Would you be satisfied if other aspects of your business, such as quality, sales goals, or customer satisfaction scored an average or a "C" grade for performance? If not, you shouldn't be satisfied with a 1.0 e-mod. Learn what the minimum e-mod is and set a target to get there. Utilizing a compliant drug testing program is a vital component in your company's e-mod and reducing your insurance costs.
Employers are again cautioned to clearly understand the benefits available to them, along with the details rules that they must follow should they wish to comply and leverage the financial benefits voluntarily. Ensure that your company policy, procedures, handbooks, situational checklists, and other tools list the necessary steps to take in the "heat of the moment." Inform your employees about the company's workers compensation program during their onboarding process.

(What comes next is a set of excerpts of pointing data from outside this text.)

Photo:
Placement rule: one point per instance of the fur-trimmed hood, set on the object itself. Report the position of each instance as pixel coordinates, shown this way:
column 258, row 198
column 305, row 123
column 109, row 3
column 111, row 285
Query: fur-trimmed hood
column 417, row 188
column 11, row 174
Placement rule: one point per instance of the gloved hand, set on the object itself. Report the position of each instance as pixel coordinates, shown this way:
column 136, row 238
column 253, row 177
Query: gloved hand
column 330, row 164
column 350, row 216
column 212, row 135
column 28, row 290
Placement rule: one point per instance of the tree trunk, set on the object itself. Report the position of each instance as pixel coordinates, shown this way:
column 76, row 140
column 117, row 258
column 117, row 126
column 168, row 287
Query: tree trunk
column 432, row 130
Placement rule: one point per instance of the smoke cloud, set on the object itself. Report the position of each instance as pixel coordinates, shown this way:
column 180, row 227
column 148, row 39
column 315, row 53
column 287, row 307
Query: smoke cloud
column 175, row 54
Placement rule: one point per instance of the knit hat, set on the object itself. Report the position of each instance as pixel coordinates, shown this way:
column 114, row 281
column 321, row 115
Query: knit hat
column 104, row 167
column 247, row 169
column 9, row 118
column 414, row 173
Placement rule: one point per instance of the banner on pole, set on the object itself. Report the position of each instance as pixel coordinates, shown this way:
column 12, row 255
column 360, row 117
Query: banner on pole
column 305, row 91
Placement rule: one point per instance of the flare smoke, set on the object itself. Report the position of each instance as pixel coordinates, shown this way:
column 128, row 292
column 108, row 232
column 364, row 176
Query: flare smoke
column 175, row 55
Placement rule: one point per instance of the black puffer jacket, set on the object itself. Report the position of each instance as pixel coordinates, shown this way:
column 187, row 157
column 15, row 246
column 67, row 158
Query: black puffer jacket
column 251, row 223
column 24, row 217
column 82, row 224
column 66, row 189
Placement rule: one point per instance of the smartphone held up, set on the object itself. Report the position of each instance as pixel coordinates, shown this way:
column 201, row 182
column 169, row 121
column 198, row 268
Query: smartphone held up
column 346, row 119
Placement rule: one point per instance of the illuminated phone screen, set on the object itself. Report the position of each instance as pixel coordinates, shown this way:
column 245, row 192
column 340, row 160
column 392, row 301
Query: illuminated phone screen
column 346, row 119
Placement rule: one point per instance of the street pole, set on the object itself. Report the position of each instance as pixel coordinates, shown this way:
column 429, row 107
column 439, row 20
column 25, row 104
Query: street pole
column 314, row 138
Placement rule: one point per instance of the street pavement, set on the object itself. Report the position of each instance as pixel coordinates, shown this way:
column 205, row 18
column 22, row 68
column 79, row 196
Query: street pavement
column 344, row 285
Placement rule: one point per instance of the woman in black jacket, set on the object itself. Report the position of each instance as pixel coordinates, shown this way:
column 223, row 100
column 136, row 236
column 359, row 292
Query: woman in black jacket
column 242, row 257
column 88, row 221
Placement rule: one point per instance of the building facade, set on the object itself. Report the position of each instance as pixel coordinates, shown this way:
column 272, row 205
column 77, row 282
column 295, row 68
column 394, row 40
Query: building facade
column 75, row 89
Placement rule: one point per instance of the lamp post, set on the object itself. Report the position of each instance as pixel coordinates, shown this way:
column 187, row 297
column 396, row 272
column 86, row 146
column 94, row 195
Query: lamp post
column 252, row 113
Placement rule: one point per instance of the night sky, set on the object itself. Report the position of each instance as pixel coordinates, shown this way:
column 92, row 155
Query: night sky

Educate your employees on what to expect if they have a work-related incident or injury. Explain their rights and responsibilities should an incident or injury occur. Communicate to your employees about the company's expectations for strict adherence to safety standards, same day reporting of any injuries, and compliance with your return-to-work program. Spend the time to train your supervisors and managers as they will be the gatekeepers to compliance for your company.